The Best (and Worst) Worst & Cringey Dad Jokes 👋

Get ready for some truly worst & cringey dad jokes that are so bad, they’re good! These jokes are packed with cheesy punchlines, awkward puns, and eye-roll-worthy humor that will leave you laughing (or groaning) every time. Perfect for anyone who loves jokes that are intentionally cringe-worthy, our worst & cringey dad jokes are guaranteed to entertain with their wonderfully bad humor. Explore the funniest (and most cringey) dad jokes around!

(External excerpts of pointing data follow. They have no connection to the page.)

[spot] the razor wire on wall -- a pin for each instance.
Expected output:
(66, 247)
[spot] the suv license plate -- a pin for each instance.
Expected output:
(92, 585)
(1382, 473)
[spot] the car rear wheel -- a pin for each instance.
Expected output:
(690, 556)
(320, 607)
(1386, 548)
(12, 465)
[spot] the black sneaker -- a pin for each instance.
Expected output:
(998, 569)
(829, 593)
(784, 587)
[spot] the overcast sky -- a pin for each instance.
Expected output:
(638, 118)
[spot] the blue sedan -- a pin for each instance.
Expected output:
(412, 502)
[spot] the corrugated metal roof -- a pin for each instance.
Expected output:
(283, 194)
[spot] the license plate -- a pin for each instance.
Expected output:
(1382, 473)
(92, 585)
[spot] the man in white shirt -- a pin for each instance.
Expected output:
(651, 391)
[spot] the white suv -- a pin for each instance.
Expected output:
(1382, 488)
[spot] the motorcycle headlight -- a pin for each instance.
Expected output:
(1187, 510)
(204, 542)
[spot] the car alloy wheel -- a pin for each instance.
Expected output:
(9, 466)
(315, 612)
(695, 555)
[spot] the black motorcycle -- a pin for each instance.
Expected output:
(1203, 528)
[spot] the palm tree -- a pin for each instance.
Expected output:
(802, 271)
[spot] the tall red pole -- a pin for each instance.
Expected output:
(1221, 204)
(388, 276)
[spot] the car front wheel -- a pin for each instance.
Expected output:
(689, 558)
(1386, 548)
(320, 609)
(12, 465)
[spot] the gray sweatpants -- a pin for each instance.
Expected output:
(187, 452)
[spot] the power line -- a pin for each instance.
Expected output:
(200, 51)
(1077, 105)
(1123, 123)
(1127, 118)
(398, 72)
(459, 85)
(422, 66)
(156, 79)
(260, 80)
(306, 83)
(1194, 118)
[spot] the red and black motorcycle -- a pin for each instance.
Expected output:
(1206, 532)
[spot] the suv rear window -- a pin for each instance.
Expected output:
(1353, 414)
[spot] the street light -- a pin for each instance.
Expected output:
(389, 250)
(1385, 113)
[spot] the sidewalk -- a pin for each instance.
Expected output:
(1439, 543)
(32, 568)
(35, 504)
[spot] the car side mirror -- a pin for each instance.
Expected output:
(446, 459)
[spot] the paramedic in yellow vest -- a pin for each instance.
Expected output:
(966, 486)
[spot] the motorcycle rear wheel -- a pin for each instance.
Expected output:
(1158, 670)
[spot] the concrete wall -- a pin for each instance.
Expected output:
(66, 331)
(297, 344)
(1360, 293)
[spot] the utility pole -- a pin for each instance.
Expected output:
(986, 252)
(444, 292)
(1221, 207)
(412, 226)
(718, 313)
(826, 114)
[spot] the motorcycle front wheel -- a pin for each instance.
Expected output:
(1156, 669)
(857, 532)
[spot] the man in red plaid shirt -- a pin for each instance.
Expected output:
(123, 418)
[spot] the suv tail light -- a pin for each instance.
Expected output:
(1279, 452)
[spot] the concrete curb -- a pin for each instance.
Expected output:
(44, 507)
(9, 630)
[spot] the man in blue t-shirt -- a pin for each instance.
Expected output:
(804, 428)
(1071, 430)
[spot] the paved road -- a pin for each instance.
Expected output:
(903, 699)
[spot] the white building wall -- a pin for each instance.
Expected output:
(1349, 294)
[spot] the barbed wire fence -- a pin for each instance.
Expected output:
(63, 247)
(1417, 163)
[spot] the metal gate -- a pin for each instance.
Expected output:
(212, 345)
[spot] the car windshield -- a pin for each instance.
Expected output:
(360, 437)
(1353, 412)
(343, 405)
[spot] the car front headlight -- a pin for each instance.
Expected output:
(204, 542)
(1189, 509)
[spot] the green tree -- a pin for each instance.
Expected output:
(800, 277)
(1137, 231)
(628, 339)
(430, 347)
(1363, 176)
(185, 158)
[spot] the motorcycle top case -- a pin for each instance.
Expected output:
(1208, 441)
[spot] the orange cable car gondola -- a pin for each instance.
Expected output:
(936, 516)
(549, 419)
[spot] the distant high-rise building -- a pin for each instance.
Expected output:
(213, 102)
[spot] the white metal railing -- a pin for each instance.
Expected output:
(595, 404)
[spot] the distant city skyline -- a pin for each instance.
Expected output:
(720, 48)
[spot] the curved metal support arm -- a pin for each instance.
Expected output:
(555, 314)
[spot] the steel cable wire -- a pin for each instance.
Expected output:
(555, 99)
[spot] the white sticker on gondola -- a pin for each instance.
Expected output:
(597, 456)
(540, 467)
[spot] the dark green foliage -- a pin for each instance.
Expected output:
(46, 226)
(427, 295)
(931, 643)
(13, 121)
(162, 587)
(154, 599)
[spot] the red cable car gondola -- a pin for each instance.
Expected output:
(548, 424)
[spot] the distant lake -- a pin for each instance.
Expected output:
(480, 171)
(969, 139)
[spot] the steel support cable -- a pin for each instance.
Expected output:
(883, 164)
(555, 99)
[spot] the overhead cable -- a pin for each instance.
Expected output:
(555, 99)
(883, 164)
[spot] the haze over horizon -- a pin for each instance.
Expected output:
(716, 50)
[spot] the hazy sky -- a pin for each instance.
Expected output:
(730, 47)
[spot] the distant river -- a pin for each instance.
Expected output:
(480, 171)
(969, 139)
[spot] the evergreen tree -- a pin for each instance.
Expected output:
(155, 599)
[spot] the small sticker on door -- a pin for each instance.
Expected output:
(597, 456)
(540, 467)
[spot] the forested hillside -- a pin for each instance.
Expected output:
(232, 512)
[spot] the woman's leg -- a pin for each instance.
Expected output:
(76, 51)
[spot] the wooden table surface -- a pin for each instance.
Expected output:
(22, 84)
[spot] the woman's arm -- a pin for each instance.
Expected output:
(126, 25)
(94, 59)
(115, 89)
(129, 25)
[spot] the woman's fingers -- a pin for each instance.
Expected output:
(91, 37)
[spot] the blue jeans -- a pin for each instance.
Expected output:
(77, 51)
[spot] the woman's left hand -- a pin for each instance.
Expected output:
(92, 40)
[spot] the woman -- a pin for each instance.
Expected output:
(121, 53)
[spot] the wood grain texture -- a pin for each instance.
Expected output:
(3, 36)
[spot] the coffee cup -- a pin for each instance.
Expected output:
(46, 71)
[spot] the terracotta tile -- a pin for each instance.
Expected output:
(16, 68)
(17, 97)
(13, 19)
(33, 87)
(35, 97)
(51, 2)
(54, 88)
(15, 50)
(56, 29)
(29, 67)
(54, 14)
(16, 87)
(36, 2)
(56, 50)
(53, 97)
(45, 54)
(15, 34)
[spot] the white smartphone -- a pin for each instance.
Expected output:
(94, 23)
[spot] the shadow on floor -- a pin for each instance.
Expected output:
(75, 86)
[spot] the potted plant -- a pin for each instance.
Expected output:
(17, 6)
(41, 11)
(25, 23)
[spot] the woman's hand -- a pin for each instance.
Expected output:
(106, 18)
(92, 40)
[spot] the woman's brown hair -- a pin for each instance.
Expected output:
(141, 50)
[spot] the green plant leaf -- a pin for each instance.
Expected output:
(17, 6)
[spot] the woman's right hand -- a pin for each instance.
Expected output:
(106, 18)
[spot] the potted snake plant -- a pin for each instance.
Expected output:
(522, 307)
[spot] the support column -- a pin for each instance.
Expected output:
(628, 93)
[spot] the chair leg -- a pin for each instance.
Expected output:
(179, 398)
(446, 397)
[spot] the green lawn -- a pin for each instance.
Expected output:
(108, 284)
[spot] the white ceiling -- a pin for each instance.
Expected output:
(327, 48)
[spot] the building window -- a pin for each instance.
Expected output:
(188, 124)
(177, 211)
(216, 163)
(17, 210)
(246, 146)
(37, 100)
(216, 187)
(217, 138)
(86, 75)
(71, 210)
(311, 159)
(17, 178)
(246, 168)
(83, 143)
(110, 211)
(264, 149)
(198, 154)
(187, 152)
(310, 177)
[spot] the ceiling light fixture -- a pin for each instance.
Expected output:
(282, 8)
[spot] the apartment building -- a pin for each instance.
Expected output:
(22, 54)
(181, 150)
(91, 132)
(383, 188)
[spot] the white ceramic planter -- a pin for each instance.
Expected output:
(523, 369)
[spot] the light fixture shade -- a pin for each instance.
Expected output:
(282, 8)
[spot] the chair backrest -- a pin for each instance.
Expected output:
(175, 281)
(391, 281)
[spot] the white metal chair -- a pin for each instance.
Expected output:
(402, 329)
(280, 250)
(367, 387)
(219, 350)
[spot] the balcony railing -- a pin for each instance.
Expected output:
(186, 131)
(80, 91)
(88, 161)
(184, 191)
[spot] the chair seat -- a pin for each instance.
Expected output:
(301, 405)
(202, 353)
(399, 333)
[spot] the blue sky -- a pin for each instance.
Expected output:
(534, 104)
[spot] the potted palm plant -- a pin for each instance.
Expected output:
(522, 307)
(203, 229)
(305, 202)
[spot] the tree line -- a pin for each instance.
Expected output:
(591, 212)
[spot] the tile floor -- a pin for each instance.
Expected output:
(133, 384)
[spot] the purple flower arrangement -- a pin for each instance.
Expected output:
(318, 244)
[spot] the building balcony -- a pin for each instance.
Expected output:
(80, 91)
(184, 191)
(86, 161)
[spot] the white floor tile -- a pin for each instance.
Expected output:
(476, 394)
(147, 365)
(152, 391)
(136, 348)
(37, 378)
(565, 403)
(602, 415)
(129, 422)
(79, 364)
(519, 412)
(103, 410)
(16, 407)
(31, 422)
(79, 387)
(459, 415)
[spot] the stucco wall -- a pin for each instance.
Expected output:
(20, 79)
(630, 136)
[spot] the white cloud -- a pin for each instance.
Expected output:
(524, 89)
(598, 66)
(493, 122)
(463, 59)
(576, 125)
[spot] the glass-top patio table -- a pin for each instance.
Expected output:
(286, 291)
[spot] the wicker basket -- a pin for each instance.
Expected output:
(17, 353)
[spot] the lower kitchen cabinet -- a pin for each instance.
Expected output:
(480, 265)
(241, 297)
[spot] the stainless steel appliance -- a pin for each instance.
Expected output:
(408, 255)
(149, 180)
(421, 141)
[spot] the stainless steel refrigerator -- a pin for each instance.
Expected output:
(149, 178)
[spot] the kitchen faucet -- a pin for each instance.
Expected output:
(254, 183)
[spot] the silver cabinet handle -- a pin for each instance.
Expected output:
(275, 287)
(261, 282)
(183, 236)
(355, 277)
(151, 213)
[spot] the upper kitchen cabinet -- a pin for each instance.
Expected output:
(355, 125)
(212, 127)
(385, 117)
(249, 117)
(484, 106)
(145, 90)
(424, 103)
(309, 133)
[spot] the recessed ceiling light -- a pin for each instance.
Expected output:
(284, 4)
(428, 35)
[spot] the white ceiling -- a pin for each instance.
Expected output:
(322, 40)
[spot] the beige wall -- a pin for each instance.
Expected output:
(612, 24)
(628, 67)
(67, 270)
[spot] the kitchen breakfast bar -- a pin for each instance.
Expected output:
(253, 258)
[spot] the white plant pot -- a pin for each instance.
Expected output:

God asks a guy, would you set in motion a chain of events that will lead to the whole visible universe being destroyed in 1 million years, for 1 trillion dollars? Guy says yes thats alot of money and I've got to live for today. God pulls out a mountain of cash and swims in it and says, then you'll understand what I did 999,999 years ago.
The police were called to a NASCAR event when belligerent fans became violent after being asked to remove the Confederate flags they had brought to the event. Authorities believe it to be race-related.
My sister had a baby to save the relationship... But i still don’t talk to her.Credit: anthony jeselnik
Found a human hair in my McDonald’s burger. I was so surprised.... ... I didn’t know that they use natural ingredients.
After nearly a month of trying, my wife finally told me that she is pregnant. She has the worst stutter ever.
I've got a great joke about construction, but I'm still working on it.'
Wanna hear a joke about construction? I'm still workin' on it!
Imagine if you walked into a bar and there was a long line of people waiting to take a swing at you. That’s the punch line.
What did the Japanese cannibal eat for dinner? Raw men
I once got fired from a canned juice factory. Apparently I couldn’t concentrate.
If two vegetarians get in an argument, is it still called beef?
“Siri,” I asked my phone, “why am I so bad with women?" She responded, “I’m Bixby, you moron.”
Within minutes the detectives knew what the murder weapon was. It was a brief case.
In my free time, I like to help blind people. Verb, not adjective.
What did the fish say when it swam into a wall? Damn!